Differential Diagnosis #1: Pelvic Inflammatory Disease (PID)
Rationale
The patient’s description of pelvic pain during menstruation, dysuria, and dyspareunia are often symptoms of Pelvic Inflammatory Disease (PID).
PID is an infection caused by bacteria that travels from the vagina or cervix to your womb, fallopian tubes, or ovaries and causes an infection. PID is often caused by bacteria from chlamydia and gonorrhea. (“Pelvic Inflammatory Disease”, n.d.)
PID would be ruled out with a vaginal swab to test for any organisms that might have caused the infection (especially chlamydia or gonorrhea), a transvaginal ultrasound, or with laparoscopy.

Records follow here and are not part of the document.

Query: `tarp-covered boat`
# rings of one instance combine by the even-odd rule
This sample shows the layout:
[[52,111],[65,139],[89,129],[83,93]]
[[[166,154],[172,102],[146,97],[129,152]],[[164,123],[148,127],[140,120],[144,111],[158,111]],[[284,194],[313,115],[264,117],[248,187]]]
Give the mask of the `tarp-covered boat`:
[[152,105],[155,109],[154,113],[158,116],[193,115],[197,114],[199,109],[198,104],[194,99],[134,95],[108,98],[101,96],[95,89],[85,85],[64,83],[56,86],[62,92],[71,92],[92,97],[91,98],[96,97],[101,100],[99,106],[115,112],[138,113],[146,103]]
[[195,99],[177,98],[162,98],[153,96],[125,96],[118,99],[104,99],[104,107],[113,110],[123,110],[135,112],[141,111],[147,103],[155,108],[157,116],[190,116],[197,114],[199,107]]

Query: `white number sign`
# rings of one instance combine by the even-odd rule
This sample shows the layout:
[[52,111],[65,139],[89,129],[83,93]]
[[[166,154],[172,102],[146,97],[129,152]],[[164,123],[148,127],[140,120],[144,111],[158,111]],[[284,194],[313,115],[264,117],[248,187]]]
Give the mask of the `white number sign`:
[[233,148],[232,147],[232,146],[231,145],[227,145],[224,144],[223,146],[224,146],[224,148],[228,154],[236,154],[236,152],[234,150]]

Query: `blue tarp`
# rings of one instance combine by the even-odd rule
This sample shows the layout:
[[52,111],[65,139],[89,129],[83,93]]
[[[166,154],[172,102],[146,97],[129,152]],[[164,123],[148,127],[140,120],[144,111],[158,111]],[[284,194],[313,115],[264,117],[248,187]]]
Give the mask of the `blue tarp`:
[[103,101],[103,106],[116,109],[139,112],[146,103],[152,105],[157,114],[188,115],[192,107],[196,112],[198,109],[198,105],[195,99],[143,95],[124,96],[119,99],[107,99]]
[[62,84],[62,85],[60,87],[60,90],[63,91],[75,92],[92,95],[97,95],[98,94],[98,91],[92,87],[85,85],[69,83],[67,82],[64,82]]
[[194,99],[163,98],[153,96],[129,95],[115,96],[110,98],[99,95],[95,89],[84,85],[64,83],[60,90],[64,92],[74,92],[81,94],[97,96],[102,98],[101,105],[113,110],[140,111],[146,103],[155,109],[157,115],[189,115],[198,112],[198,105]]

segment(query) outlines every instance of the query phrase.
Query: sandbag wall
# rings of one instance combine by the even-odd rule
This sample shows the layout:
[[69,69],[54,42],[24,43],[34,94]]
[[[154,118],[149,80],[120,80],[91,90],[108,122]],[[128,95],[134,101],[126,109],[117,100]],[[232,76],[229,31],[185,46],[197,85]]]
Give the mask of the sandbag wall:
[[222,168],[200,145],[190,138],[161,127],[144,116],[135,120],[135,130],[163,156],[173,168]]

Differential Diagnosis #2: Ovarian Cysts
Rationale
Again, the presentation of pelvic pain during menstruation, dysuria, dyspareunia and also dyschezia are common symptoms of ovarian cysts.

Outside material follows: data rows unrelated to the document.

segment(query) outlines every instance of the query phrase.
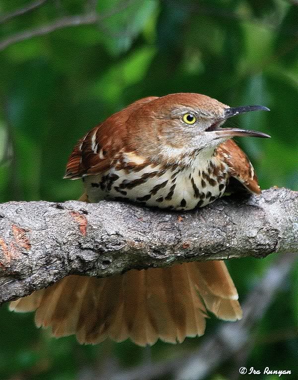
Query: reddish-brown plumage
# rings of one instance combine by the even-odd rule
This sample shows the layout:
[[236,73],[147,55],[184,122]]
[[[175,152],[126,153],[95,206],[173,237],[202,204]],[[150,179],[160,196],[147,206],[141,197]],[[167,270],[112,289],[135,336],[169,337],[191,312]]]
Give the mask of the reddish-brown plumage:
[[[231,116],[262,109],[268,109],[231,108],[195,94],[141,99],[78,142],[66,178],[83,178],[84,201],[128,198],[177,210],[214,201],[232,180],[259,193],[251,164],[230,138],[269,136],[220,127]],[[145,345],[203,334],[207,310],[223,319],[240,318],[237,298],[224,263],[213,261],[108,279],[70,276],[12,302],[11,308],[36,310],[37,324],[51,326],[57,336],[75,334],[92,343],[130,338]]]

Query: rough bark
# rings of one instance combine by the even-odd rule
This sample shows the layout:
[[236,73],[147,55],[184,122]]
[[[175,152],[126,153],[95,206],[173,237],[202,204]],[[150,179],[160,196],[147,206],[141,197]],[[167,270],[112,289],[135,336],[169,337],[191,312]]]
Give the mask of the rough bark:
[[298,192],[225,197],[184,213],[102,201],[0,205],[0,303],[71,274],[298,252]]

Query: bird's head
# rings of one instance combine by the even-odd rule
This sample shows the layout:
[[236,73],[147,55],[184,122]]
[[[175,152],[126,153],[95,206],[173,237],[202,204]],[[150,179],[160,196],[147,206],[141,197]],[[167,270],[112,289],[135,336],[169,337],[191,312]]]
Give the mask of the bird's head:
[[233,116],[269,110],[264,106],[231,108],[198,94],[174,94],[152,99],[133,112],[129,121],[133,126],[131,137],[136,150],[156,161],[187,163],[194,156],[212,157],[219,145],[234,136],[270,137],[255,131],[222,128]]

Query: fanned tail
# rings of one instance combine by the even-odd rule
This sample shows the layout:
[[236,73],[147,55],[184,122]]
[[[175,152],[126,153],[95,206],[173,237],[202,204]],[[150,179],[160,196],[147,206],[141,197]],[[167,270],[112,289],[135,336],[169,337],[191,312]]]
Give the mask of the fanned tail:
[[207,310],[226,320],[241,318],[238,294],[222,261],[132,270],[105,279],[69,276],[10,303],[36,310],[38,326],[81,343],[130,338],[137,344],[182,342],[204,334]]

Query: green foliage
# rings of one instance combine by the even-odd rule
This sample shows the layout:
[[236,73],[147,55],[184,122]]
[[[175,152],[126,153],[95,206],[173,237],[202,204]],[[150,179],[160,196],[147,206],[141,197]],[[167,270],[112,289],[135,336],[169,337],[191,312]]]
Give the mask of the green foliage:
[[[0,12],[30,2],[2,0]],[[78,138],[138,98],[181,92],[205,94],[232,106],[269,106],[270,112],[243,115],[227,124],[272,136],[238,141],[263,188],[298,190],[298,6],[294,2],[139,0],[127,1],[126,7],[124,2],[98,0],[97,11],[110,12],[108,17],[60,28],[0,52],[0,201],[77,198],[81,184],[62,178]],[[0,40],[88,11],[92,3],[46,1],[0,25]],[[118,12],[110,12],[117,8]],[[242,298],[272,260],[229,263]],[[298,277],[296,268],[289,284],[297,284]],[[248,367],[297,369],[298,292],[294,288],[281,290],[254,332]],[[73,337],[56,340],[36,329],[31,315],[11,313],[6,305],[0,312],[0,379],[74,380],[93,371],[104,378],[102,369],[111,358],[120,370],[150,358],[180,357],[200,342],[187,339],[177,346],[158,342],[151,349],[128,341],[80,346]],[[208,321],[207,334],[217,323]],[[269,339],[271,335],[274,339]],[[210,379],[228,379],[233,368],[226,363]]]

Ovarian cysts are fluid-filled sacs in the ovary. They are common and generally have no symptoms and resolve themselves with no intervention. When cysts grow large or multiply is when they can cause painful symptoms and/or further problems.

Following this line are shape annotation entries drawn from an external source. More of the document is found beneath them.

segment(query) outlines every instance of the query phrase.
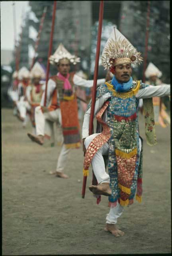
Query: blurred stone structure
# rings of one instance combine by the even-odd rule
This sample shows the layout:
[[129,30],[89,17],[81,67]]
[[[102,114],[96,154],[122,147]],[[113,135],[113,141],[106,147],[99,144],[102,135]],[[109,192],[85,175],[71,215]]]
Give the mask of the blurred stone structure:
[[[150,2],[147,63],[152,61],[158,67],[163,73],[164,82],[168,83],[170,1],[150,1]],[[42,62],[46,66],[53,3],[52,1],[29,2],[31,10],[39,22],[37,23],[29,18],[25,21],[22,36],[20,67],[23,66],[29,67],[27,57],[28,44],[32,45],[34,47],[35,42],[29,38],[29,28],[32,26],[38,31],[40,20],[45,6],[47,7],[47,10],[38,48],[38,55],[35,61]],[[104,2],[103,28],[108,22],[115,24],[119,31],[142,53],[143,56],[145,51],[147,3],[147,1],[108,0]],[[94,29],[94,27],[97,26],[98,20],[99,6],[99,1],[57,1],[52,53],[59,44],[63,42],[70,52],[81,58],[82,61],[76,66],[75,70],[82,69],[89,76],[91,74],[91,47],[94,43],[93,41],[96,42],[97,38],[96,30]],[[107,36],[108,36],[107,34]],[[136,76],[138,78],[142,78],[143,68],[142,64],[135,70]],[[51,66],[51,74],[54,74],[56,72],[55,68]],[[101,72],[102,76],[104,76],[103,71]]]

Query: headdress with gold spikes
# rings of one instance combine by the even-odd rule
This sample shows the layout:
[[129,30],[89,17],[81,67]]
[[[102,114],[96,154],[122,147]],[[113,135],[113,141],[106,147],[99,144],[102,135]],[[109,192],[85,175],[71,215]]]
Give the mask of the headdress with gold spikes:
[[131,63],[135,67],[143,59],[141,53],[115,27],[106,43],[102,55],[102,64],[105,69],[123,63]]
[[17,70],[16,70],[15,71],[14,71],[14,72],[13,72],[12,76],[13,78],[14,78],[14,79],[15,79],[15,78],[17,78],[18,77],[18,72],[17,71]]
[[30,72],[25,67],[23,67],[18,72],[18,78],[20,80],[23,78],[29,78]]
[[156,76],[158,77],[160,77],[162,73],[156,68],[156,66],[152,62],[149,62],[145,72],[145,76],[148,78],[152,76]]
[[30,71],[31,78],[40,77],[43,79],[45,77],[44,70],[38,62],[36,62]]
[[80,62],[80,58],[71,54],[61,43],[54,54],[49,58],[49,60],[51,64],[55,65],[57,64],[60,60],[64,58],[68,59],[70,62],[74,65]]

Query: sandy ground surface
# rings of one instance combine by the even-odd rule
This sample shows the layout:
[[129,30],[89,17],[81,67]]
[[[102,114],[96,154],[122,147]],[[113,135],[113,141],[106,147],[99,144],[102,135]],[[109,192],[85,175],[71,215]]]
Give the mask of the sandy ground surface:
[[[144,138],[143,202],[125,207],[119,220],[125,233],[115,238],[105,232],[108,198],[99,205],[88,190],[81,198],[83,156],[70,153],[68,180],[49,174],[60,148],[41,146],[26,135],[11,109],[2,110],[2,254],[117,254],[170,253],[171,248],[170,128],[156,126],[158,143]],[[91,169],[90,169],[91,171]],[[90,171],[91,173],[91,171]],[[80,180],[80,182],[78,180]]]

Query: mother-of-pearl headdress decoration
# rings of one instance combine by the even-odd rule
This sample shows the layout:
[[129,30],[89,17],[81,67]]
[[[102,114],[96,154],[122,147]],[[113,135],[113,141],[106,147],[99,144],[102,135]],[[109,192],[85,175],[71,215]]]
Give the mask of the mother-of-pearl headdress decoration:
[[29,78],[30,72],[25,67],[23,67],[18,72],[18,78],[20,80],[23,78]]
[[152,62],[149,62],[145,72],[145,76],[149,78],[152,76],[156,76],[158,77],[160,77],[162,75],[162,73],[156,68],[156,66]]
[[12,74],[13,78],[17,78],[18,77],[18,72],[17,70],[15,70],[14,72],[13,72]]
[[45,71],[41,64],[38,62],[35,63],[30,71],[30,74],[31,78],[40,77],[41,78],[43,79],[45,77]]
[[54,54],[49,58],[49,60],[51,64],[55,65],[57,64],[60,60],[64,58],[68,59],[70,62],[74,65],[80,62],[80,58],[71,54],[61,43]]
[[105,44],[102,55],[105,69],[123,63],[131,63],[135,67],[143,60],[141,53],[115,27]]

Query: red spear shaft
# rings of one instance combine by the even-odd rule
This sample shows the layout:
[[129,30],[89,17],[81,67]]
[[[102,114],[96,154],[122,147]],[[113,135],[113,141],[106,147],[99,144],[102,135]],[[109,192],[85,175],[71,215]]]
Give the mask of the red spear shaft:
[[145,71],[147,67],[147,52],[148,52],[148,39],[149,35],[149,19],[150,19],[150,1],[148,1],[148,8],[147,11],[147,26],[146,26],[146,38],[145,38],[145,58],[143,62],[143,82],[145,82]]
[[[103,1],[100,1],[99,9],[99,19],[98,29],[98,39],[97,42],[96,52],[96,62],[94,68],[94,78],[93,82],[93,90],[92,92],[92,104],[91,106],[90,116],[89,123],[89,135],[92,134],[93,128],[93,119],[94,112],[94,108],[96,103],[96,94],[97,86],[97,80],[98,75],[98,63],[100,49],[101,38],[102,35],[102,30],[103,22],[103,10],[104,3]],[[85,190],[87,176],[84,176],[82,184],[82,198],[84,198],[85,196]]]
[[47,7],[46,7],[44,9],[43,15],[42,16],[42,17],[41,20],[41,22],[39,25],[39,28],[38,30],[38,34],[37,36],[37,40],[36,40],[35,45],[35,54],[34,54],[33,57],[32,59],[32,62],[31,65],[31,66],[30,67],[30,70],[31,70],[35,62],[35,56],[36,56],[36,54],[37,52],[37,48],[38,48],[38,45],[39,42],[41,33],[42,31],[42,29],[43,26],[45,17],[45,14],[47,12]]
[[44,106],[45,107],[46,106],[47,83],[48,83],[48,79],[49,78],[49,71],[50,63],[49,62],[49,57],[50,56],[51,53],[51,50],[52,50],[52,45],[53,45],[53,34],[54,32],[54,24],[55,24],[55,21],[56,10],[56,1],[54,1],[53,14],[52,23],[52,25],[51,25],[51,36],[50,36],[50,42],[49,42],[49,53],[48,53],[48,60],[47,60],[47,73],[46,73],[46,86],[45,86],[45,98],[44,98]]

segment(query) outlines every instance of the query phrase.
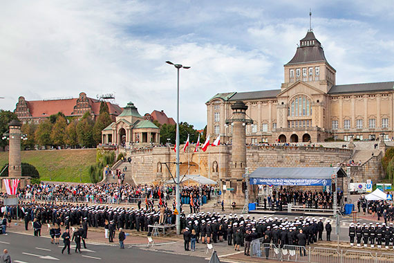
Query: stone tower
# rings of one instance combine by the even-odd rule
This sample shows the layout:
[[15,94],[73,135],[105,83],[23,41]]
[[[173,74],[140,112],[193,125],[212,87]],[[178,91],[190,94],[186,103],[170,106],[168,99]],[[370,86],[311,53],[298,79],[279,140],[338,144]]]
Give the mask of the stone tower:
[[10,149],[8,155],[8,176],[19,177],[22,175],[21,165],[21,124],[13,120],[9,124]]
[[226,191],[225,199],[226,202],[235,201],[240,206],[245,203],[242,182],[245,181],[243,174],[246,167],[245,126],[253,123],[253,121],[246,118],[247,106],[243,102],[237,101],[231,108],[233,110],[232,118],[227,120],[227,123],[231,123],[233,127],[231,177],[226,178],[225,181],[226,187],[234,188],[234,190]]

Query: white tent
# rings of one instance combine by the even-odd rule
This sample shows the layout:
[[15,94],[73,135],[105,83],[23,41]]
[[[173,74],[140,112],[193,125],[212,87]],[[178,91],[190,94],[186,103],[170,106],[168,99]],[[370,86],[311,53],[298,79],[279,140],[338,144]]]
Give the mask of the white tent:
[[368,201],[387,200],[387,194],[383,192],[380,189],[377,188],[370,194],[366,195],[365,199]]

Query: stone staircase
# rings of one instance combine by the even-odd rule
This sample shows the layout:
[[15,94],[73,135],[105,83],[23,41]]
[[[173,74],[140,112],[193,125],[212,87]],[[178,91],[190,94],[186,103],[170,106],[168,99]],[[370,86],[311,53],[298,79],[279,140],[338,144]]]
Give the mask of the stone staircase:
[[382,151],[380,149],[356,149],[350,160],[353,160],[355,163],[361,161],[362,165],[368,161],[373,156],[377,156]]
[[[131,164],[129,163],[128,161],[122,162],[118,161],[115,164],[114,164],[111,169],[113,171],[115,171],[116,169],[120,169],[123,171],[124,167],[127,167],[126,172],[124,172],[124,183],[129,183],[132,185],[138,185],[138,183],[136,183],[131,174]],[[115,178],[113,177],[112,175],[109,175],[106,177],[106,181],[109,183],[118,183],[118,176],[115,175]]]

There are several different types of ovarian cysts including dermoid cysts, cystadenomas, endometriomas, and the most common form, functional cysts (which are further subdivided into follicle cysts and corpus luteum cysts).
To rule out an ovarian cyst, a pelvic exam can be performed to palpate for swollen masses on the ovaries. An ultrasound can also be performed to visually verify or nullify. (Higuera, 2015)
Differential Diagnosis #3: Endometriosis
Rationale
The patient’s presenting symptoms of dull and cramping pelvic pain longer than 6 months, dyschezia, dysuria, dyspareunia, and history of inability to conceive would provide rationale for endometriosis. It would be necessary to rule out the above two possibilities, as the clinical manifestations of endometriosis can often look like other disease processes (McCance & Huether, 2014). We would start with an exam and palpate for pain. A transvaginal ultrasound would be used to attempt to visualize an endometrial growth outside of the uterus but the gold standard for confirmation of endometriosis is laparoscopy (Hsu, Khachikyan and Stratton, 2010).